Unequivocally, the best place to invest in the tax-exempt market this year has been New York single-state funds.
Seven out of the 10 best performing municipal bond funds for the first nine months of the year were New York funds, which give instate investors returns free of state and local income taxes. The top 10 New York funds conferred total returns averaging 10.82% during the period, according to Lipper Analytical Services Inc.
No other state came close to New York. And, by comparison, the other major groupings of municipal fund trailed. The top 10 general bond funds averaged a 10.26% total return; the top 10 high yield funds averaged 9.24%; and the 10 best performing insured bond funds returned 8.45%.
Tax-exempt portfolio managers attributed the New York sector's strong performance to secondary-market insurance opportunities and price appreciation in the second and third quarters of 1991. Debt from New York City, in particular, has soared since late May.
"All the city names with longer durations did well," said Paul Disdier, portfolio manager of the Premier New York Muni Bond Fund. "If you bought them in the spring, you'd have almost a 100-basis-point move in the past six months."
The $560 million New York City general obligation issue in early June was initially priced with a 8.60% yield, Mr. Disdier said. The same bonds are now priced to yield about 7.70%.
The number one fund was the New York Muni Fund, which is managed by Lance Brofman, chief portfolio strategist for Fundamental Inc. The fund, totaling $180.3 million, made an enormous leap in the third quarter, returning 8.15% in three months.
The gains resulted almost exclusively from one grand trading maneuver. Mr. Brofman scooped up as much New York City paper as he could when the bond insurers were at capacity and not guaranteeing any more of the Big Apple's debt. Then, when the insurers began to make more capacity available to the secondary market, he insured the bonds and sold them.
"We bought a whole bunch of New York Citys when they were not insurable," Mr. Brofman said. After AMBAC Indemnity Corp. freed up capacity, "it cost $60 a bond in insure them, and they were worth $95 a bond after insurance; three and a half points is not bad."
The New York State Insurance Commission restricts the amount of any one credit bond insurers can enhance. New York City's bonds, because of yields, liquidity, and credit quality, are very attractive to the insurers, leading to market periods when both primary and secondary insurance is not available to bondholders.
The New York Muni Fund managed to get a larger stake than normal in New York City bonds by acquiring various dealers' allotments, he said. The fund is not allowed to have more than 25% of its assets in one credit, and Mr. Brofman now has a full quarter in New York City paper.
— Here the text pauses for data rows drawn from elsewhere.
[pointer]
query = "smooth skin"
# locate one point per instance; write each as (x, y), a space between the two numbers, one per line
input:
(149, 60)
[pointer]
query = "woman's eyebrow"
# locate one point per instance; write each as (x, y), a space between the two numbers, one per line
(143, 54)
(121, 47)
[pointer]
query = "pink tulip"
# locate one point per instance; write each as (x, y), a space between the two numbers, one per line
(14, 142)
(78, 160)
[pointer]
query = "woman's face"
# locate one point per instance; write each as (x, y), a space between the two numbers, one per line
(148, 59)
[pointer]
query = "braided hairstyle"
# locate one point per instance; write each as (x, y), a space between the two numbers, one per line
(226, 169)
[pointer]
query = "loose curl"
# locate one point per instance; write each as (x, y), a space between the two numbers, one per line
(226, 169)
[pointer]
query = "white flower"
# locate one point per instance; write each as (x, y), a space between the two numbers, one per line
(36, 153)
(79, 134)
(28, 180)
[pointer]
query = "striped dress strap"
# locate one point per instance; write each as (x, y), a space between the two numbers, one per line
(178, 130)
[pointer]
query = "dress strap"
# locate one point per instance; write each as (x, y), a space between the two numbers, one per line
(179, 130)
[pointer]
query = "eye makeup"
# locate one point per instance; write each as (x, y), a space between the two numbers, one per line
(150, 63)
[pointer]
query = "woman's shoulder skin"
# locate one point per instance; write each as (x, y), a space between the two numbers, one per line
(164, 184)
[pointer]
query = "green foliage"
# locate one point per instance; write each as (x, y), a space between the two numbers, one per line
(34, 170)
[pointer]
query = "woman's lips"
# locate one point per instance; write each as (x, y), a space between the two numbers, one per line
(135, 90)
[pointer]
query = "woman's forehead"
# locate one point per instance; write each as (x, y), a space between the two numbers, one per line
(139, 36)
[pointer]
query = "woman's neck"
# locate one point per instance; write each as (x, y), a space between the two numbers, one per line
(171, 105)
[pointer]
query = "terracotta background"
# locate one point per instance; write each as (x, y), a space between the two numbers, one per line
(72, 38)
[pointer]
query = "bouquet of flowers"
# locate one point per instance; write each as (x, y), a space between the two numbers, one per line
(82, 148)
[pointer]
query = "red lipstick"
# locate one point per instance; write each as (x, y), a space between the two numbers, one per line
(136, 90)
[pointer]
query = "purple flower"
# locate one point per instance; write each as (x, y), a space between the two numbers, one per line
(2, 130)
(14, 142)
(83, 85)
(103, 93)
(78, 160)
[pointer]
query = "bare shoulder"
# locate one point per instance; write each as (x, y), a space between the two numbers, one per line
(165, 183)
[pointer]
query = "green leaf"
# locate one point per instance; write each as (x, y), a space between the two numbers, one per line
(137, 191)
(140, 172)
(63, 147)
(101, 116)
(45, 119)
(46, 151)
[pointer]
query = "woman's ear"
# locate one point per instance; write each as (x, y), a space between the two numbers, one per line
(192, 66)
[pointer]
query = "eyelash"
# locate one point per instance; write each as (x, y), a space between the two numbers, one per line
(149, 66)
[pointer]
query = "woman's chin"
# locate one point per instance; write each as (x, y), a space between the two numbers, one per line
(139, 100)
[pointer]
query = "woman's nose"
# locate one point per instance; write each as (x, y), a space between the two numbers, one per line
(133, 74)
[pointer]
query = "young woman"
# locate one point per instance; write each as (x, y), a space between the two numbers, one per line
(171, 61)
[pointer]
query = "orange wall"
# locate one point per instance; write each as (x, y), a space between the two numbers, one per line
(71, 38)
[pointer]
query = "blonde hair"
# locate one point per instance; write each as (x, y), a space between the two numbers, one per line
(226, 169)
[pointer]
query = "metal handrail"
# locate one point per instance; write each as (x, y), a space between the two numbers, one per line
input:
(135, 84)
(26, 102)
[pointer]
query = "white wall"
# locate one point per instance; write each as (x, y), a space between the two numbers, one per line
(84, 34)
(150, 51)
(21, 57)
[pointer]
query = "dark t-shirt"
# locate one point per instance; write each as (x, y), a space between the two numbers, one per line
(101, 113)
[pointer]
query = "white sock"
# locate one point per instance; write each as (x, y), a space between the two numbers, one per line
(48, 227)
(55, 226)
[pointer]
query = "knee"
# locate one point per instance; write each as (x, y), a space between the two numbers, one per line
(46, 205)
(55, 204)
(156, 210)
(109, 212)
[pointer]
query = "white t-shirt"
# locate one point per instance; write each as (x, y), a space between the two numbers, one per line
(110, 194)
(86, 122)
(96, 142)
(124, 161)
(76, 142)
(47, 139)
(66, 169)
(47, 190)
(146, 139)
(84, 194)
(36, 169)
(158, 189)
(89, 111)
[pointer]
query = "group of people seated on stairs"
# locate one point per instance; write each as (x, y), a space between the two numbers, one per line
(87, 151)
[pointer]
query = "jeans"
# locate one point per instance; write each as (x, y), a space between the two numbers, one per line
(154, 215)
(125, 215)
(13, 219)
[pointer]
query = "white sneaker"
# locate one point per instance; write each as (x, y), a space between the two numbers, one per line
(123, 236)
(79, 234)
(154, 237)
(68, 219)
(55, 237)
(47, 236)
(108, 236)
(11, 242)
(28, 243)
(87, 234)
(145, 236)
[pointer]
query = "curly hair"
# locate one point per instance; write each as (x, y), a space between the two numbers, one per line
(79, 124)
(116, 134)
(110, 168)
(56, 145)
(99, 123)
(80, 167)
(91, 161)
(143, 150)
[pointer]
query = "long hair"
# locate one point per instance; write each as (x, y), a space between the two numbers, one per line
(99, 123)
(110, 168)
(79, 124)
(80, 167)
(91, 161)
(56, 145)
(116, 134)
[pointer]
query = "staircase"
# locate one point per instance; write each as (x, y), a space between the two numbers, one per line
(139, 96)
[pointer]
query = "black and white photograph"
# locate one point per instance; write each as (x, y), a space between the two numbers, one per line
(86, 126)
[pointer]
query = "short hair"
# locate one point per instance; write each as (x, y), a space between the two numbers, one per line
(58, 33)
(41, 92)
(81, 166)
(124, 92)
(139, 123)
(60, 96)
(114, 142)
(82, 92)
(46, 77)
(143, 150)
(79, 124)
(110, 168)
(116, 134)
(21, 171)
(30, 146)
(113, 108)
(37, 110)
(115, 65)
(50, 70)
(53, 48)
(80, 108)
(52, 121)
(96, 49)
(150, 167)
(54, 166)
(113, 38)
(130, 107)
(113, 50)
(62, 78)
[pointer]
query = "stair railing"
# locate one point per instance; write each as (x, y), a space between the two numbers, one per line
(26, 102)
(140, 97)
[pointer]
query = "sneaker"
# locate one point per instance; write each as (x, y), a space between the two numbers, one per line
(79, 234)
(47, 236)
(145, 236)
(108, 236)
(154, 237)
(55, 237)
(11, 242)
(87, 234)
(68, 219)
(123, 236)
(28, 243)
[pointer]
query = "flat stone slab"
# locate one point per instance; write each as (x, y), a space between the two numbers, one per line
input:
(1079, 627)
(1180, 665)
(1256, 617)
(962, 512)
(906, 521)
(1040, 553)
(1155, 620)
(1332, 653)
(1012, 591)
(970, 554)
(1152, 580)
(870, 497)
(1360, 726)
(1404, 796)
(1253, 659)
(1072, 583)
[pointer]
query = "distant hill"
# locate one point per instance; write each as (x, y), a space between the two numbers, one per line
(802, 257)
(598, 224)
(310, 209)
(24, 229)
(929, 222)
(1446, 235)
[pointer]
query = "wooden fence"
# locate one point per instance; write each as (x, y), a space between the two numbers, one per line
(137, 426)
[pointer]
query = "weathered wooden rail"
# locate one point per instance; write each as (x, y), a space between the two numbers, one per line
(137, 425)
Apart from the insurance play, and exploiting temporary differences between bonds insured by different insurers, Federal Housing Administration-insured bonds were "cheap" in the second quarter and most other New York securities gained, he said.
"After they passed the state budget, that absurdity was lifted from the market and all the New York funds did particularly well," Mr. Brofman said. "The only [New York funds] that did not do as well were in Puerto Rico bonds through the third quarter. We swapped out of Puerto Rico and into New York paper and got a couple more points."
Mr. Disdier of Dreyfuss said the Premier New York Fund, which ranked second, owed its total return to a hefty serving of discount bonds, or issues sold at a discount to par with low or nonexistent coupons.
"We probably bought the discounts too early last year," he said, "but they're paying off now."
Almost 10% of the portfolio, he added, is comprised of noncallable issues, discount bonds, and zero coupons.
The fund's assets currently total $65 million, which is fairly small by national standards. Mr. Disdier said the small size is advantageous under certain circumstances, but it is a two-edged sword.
"Whatever you do in a smaller fund, it's going to have a little more impact," he said. "A $1 million block can help you or hurt you" more than it would a larger fund.
The only funds to break into the New York supremacy were three general municipal bond funds, which invest in tax-exempts from around the nation. Noticeably absent from the best performers were high-yield funds, other states, and insured funds.
The best insured fund in the group, not surprisingly, was a New York insured portfolio. The Nuveen Insured Tax-Free Bond: New York fund racked up 10.14% in total returns, according to Lipper, putting it on a pace to yield 13.52%. Every security in the fund is either insured before purchase or covered by a "master portfolio policy" underwritten by Municipal Bond Investors Assurance Corp., according to a Nuveen spokesman.